Rep. Bennie Thompson, D-Miss., chairman of the House Homeland Security Committee, suggested on Nov. 14 that Congress and the Trump administration could get more done to improve Federal cybersecurity if more agencies critical to that effort were headed by Senate-confirmed secretaries, rather than acting secretaries.
Speaking at an event organized by Georgetown University, Rep. Thompson spoke about congressional efforts to promote better Federal supply chain security, and called that topic a “work in progress” in his committee. Key to that effort is figuring out a way to “bridge liability concerns” connected with private sector firms sharing with the government information about supply chain problems, he said.
What would help the legislative work, Rep. Thompson said, is “demonstrated support from the White House.” The congressman said that support is difficult to get when the “top spot” in White House cybersecurity policy – the cybersecurity coordinator position that has remained empty since 2018 – remains unfilled.
In addition, “the many acting secretaries” of Federal agencies also hampers legislative efforts, Rep. Thompson asserted. In particular, the lack of a Senate confirmed Homeland Security secretary “does not set a good tone with Congress,” he said.
“We need the continuity, the stability of permanent people…with the gravitas to get things done,” he said. Permanent, rather than acting, agency heads “will help provide the stability and security that we need,” he said.
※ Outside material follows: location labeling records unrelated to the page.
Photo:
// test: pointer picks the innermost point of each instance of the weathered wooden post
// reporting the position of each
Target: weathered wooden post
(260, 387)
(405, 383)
Discussing election security issues, Rep. Thompson said that Federal funding to states to improve voting system security has been an “effective” measure. “There’s nothing like dangling resources in front of state and locals [governments] to get their attention,” he said.
But a more enduring problem, he said, is the scarcity of cybersecurity talent available to state and local governments, which increases their reliance on election system vendors. “Vendors are good, but at the end of the day, they will sell you what they have,” he said.